L’année 2020 a été particulière pour le marché du travail français. D’une part, la réforme de l’assurance chômage a modifié plusieurs repères d’accès et de calcul. D’autre part, la crise sanitaire a eu un effet massif sur l’emploi, l’activité partielle et les inscriptions à Pôle emploi. Il est donc utile de distinguer deux choses : la règle de calcul théorique de l’ARE et le contexte économique réel de 2020, qui a pu influencer les trajectoires professionnelles et les modalités d’indemnisation.

Par exemple, de nombreuses personnes ont connu des alternances entre activité, chômage partiel, contrats courts et périodes sans emploi. Dans ces cas, la lecture du seul dernier bulletin de salaire ne suffit pas. C’est bien l’ensemble de la période de référence et des rémunérations retenues qui devient déterminant. Cela explique pourquoi un même salaire mensuel apparent peut déboucher sur des allocations différentes selon l’historique professionnel.

Les bons réflexes avant de faire une demande

  • rassembler les bulletins de salaire de la période de référence ;
  • vérifier l’attestation employeur transmise ;
  • contrôler le motif de rupture indiqué ;
  • estimer les différés d’indemnisation éventuels ;
  • préparer votre budget avec une hypothèse prudente plutôt qu’optimiste.

Comment interpréter un calcul mensuel

Beaucoup d’utilisateurs recherchent un montant mensuel, car c’est plus parlant pour le budget. Pourtant, l’ARE est d’abord définie sur une base journalière. Le versement mensuel varie ensuite selon le nombre de jours indemnisables du mois. Pour simplifier, les simulateurs utilisent souvent une moyenne mensuelle de 30,42 jours. C’est cette convention qui permet de transformer un montant journalier en estimation mensuelle lisible. Si vous comparez avec un relevé officiel, gardez à l’esprit que le nombre exact de jours du mois peut faire bouger la somme versée.

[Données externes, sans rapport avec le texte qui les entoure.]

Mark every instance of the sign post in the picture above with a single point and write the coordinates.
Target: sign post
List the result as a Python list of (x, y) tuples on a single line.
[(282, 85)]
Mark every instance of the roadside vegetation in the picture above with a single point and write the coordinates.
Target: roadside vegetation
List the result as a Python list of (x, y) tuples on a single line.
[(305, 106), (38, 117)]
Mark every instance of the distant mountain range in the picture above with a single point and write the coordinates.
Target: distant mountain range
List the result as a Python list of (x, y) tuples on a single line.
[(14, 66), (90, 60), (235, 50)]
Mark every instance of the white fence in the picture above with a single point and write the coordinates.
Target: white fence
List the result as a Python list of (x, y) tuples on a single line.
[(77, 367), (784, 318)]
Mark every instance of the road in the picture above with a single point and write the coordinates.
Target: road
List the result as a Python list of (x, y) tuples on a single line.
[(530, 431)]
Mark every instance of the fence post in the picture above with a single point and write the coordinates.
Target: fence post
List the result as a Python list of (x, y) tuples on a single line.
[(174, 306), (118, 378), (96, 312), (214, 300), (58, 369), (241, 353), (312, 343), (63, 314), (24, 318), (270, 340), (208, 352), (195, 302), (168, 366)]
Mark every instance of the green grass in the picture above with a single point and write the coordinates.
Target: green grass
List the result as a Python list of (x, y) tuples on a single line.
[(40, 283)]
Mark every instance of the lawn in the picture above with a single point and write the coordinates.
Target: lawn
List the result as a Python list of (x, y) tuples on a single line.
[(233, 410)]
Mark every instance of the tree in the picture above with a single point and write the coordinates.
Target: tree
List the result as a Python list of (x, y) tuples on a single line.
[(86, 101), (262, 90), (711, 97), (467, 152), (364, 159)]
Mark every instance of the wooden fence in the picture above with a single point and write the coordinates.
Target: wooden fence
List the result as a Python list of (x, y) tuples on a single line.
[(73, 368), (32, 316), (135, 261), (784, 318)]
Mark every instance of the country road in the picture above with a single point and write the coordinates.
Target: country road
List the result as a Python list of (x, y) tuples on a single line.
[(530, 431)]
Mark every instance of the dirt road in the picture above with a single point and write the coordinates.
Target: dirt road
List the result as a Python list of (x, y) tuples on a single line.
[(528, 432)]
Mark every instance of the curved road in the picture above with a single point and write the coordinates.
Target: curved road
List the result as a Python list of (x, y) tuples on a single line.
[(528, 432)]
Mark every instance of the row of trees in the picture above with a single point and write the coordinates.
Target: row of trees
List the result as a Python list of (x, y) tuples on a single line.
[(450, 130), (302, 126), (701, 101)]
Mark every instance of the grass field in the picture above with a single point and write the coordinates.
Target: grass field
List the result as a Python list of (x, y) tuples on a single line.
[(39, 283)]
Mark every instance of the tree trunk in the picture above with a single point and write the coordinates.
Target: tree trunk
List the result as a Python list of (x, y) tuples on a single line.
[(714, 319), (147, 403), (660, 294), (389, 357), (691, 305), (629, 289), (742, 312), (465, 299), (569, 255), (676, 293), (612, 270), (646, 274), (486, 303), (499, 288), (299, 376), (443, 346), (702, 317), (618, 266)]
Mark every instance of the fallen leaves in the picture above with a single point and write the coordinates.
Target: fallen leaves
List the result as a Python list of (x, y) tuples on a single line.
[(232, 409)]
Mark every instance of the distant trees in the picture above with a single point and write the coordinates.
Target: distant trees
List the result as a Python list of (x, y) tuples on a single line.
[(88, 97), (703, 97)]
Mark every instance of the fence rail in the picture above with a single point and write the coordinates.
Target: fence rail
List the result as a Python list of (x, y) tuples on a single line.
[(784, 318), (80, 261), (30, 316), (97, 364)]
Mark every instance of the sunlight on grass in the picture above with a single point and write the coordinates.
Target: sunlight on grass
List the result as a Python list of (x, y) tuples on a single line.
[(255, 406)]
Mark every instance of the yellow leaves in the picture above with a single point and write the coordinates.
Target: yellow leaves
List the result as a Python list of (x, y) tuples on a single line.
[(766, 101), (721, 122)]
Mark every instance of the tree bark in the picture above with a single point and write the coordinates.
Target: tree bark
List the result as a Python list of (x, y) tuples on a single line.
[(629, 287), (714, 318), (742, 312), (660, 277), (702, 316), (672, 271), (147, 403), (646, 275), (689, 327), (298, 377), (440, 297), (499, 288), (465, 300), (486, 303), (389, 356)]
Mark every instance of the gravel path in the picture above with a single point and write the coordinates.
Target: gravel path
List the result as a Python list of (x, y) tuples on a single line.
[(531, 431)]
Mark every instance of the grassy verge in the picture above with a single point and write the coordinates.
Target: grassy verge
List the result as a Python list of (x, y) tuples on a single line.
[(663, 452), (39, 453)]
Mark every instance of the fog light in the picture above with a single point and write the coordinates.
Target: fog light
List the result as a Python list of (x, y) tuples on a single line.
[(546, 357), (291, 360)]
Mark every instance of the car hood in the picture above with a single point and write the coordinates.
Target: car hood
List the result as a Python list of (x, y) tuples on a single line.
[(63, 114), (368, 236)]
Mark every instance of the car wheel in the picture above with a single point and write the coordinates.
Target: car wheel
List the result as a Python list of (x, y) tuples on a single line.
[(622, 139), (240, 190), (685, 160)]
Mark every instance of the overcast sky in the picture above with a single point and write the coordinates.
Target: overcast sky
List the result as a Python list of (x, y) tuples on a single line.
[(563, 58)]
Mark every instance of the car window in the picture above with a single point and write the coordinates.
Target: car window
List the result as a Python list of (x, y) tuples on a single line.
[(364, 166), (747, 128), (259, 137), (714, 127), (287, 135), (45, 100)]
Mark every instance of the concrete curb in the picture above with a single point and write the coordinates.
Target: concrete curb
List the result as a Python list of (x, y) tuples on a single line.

Sources officielles et liens utiles

Pour vérifier une situation individuelle ou approfondir la réglementation, consultez des sources institutionnelles reconnues :

En résumé

Le calcul chômage 2020 repose sur une mécanique précise : déterminer un salaire journalier de référence, appliquer la formule la plus favorable entre deux méthodes réglementaires, vérifier le plafond et estimer la durée des droits selon l’âge et l’historique de travail. L’outil ci-dessus vous donne une estimation robuste pour comprendre l’ordre de grandeur de vos droits. Toutefois, seule l’instruction officielle de votre dossier permet de confirmer le montant exact, la date de début d’indemnisation et la durée réelle de versement.

Si vous souhaitez obtenir une évaluation crédible, la meilleure méthode consiste à saisir le total des salaires bruts réellement retenus, à estimer avec soin les jours travaillés et à interpréter le résultat avec prudence. Un bon simulateur aide à préparer une transition professionnelle ; il ne remplace pas la décision administrative, mais il permet de mieux anticiper vos revenus et vos démarches.